The Mexichem Compact Pipe solution aims to fix this by installing a C-shaped PE pipe inside the old pipe, then applying steam to reshape it until it is close-fit positioned in the outer casing. Compact Pipe is not only useful for rehabilitating old drinking water systems – it is also used for sewerage and gas mainlines.
After much discussion with the city and engineers to convince them that Compact Pipe was the best solutions, Mexichem was given a contract to install Compact Pipe under a 1.2-kilometer stretch of Kildare Road.
A key factor to Mexichem winning the contract was that the pipe lies directly under a busy thoroughfare, other methods of pipe repair or replacement would require significant road closures and traffic problems.
Six 200-meter sections of Compact Pipe were installed, each of which – weather permitting – could be completed in a day without closing the road to vehicle traffic.

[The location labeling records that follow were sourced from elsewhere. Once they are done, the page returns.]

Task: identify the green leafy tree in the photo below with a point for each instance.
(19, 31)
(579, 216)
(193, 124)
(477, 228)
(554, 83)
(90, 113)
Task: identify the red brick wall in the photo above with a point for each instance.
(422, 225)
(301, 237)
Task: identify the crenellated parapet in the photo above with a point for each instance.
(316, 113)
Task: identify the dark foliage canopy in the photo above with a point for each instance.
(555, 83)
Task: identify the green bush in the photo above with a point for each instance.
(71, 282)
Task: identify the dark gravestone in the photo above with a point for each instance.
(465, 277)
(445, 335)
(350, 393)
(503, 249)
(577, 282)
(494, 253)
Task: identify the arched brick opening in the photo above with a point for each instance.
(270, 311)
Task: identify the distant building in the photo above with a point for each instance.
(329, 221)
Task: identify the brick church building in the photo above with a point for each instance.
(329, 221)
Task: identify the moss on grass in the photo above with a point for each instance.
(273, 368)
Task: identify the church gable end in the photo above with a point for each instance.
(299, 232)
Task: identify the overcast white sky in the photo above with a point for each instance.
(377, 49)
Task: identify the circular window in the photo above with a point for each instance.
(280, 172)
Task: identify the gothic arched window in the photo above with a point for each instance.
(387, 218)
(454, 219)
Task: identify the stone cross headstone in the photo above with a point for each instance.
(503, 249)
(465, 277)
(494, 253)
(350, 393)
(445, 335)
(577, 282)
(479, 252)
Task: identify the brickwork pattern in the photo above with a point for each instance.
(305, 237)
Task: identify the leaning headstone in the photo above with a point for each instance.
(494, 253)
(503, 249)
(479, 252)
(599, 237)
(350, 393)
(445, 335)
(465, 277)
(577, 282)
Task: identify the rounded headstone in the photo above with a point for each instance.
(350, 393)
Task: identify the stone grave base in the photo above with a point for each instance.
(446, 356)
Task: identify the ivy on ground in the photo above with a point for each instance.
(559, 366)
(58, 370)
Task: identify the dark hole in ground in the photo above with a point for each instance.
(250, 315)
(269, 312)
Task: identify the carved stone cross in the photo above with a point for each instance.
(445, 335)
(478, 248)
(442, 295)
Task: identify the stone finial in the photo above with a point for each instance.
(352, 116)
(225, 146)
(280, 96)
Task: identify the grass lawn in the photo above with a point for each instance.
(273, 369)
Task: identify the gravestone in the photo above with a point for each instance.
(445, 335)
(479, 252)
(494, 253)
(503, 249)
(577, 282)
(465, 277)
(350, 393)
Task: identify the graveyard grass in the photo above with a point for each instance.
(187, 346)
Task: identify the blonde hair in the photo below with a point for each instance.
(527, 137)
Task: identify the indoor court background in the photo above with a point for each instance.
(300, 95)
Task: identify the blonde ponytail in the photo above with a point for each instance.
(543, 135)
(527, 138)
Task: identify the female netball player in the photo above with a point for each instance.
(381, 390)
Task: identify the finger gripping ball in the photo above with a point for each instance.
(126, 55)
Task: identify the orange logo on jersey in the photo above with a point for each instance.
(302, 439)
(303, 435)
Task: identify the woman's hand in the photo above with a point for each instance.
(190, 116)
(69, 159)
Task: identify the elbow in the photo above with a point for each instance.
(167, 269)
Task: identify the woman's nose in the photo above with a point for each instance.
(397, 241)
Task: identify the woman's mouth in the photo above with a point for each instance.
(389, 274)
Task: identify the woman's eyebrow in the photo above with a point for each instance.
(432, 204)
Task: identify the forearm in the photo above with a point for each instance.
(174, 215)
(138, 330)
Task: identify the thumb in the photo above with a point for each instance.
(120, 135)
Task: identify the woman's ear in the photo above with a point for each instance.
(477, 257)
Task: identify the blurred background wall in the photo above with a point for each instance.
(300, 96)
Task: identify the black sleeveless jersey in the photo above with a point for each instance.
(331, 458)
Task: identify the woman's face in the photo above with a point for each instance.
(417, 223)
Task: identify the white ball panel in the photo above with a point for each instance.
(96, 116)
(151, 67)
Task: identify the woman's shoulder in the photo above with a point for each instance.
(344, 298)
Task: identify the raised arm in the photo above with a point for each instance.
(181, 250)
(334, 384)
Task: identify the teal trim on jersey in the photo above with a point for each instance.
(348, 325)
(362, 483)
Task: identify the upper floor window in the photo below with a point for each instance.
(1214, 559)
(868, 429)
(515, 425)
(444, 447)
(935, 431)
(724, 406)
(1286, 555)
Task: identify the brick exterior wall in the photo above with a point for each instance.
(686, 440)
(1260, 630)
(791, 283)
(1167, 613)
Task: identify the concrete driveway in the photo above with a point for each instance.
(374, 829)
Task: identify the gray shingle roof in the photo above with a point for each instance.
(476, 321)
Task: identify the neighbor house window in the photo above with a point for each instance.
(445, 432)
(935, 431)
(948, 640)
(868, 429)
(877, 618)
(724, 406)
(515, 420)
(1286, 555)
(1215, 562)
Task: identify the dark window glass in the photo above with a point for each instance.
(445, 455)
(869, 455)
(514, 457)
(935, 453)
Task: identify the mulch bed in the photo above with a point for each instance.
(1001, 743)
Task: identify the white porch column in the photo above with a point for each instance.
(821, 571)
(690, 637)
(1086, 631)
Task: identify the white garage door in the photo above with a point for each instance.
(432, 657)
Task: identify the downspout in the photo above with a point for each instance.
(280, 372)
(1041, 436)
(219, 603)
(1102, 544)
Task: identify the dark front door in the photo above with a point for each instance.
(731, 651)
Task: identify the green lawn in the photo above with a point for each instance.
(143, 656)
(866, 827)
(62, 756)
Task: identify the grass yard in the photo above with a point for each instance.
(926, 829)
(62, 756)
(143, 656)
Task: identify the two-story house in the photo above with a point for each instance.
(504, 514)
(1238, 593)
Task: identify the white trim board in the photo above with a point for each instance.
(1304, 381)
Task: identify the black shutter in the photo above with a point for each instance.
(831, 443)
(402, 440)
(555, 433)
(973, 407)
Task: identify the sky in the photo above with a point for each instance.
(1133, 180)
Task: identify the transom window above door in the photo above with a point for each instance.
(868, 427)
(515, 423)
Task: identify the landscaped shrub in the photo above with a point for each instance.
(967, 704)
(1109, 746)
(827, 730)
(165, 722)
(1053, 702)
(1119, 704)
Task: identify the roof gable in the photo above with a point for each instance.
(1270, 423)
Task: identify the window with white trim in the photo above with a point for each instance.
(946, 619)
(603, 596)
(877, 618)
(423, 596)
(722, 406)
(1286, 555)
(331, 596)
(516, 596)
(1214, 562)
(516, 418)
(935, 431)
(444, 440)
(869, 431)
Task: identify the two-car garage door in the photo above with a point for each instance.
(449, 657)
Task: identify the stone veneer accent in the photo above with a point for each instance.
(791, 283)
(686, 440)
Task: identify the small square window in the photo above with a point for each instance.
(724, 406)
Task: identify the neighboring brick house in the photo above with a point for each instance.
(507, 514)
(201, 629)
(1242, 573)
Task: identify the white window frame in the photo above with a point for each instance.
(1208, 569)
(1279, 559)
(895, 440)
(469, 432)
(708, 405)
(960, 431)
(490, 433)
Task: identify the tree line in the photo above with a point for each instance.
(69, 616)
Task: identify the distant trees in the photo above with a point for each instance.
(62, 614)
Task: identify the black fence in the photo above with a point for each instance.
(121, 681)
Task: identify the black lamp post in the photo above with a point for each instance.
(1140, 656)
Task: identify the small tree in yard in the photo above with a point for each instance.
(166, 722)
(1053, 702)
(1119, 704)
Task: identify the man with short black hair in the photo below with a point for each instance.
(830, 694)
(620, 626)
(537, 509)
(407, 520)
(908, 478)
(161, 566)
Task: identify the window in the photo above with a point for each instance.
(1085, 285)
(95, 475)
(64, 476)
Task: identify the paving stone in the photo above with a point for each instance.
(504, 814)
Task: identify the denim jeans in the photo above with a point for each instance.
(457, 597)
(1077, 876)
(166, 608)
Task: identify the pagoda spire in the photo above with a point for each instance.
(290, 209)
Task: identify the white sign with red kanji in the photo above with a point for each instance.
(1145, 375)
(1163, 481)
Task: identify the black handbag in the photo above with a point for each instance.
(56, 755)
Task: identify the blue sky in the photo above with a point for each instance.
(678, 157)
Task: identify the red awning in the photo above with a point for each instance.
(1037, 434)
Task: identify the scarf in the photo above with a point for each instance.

The project was a success. It was also closely monitored by engineers and city executives, who are evaluating the possibility of rolling out more projects.
The way of the future
Installing a liner inside existing pipe is not a new solution. But Compact Pipe has several advantages. Most liner is rigid, meaning trenches need to be dug for it to be installed. However, Compact Pipe comes on a reel, and can be pulled through a long section of steel, cast, cement or concrete pipe from small excavation points, making installation faster and less disruptive.
Its unique C form that is reshaped to fit the outer casing means that there is less loss of diameter from the old pipe, maintaining a healthy flow rate. The Compact Pipe installed in Newlands has an application range to fit into a casing pipe with internal diameter of 315-326 mm. A traditional relining would have reduced the existing 320 mm steel pipe to an internal diameter of 247 mm or less, severely limiting the flow rate. The Compact Pipe used in this project will have an internal diameter of at least 280 mm, with a low friction factor and no joints in the 200 m segments.
Newly laid Compact Pipe before (left) and after (right) the application of steam
Joel Sibanda says that these advantages, and the smooth installation of the Compact Pipe pilot project in Cape Town, mean Mexichem can hopefully convince more cities to use the innovative Wavin product to repair their old pipe infrastructure.
“It’s never too late to be efficient. Eliminating water leaks, eliminates day zero.”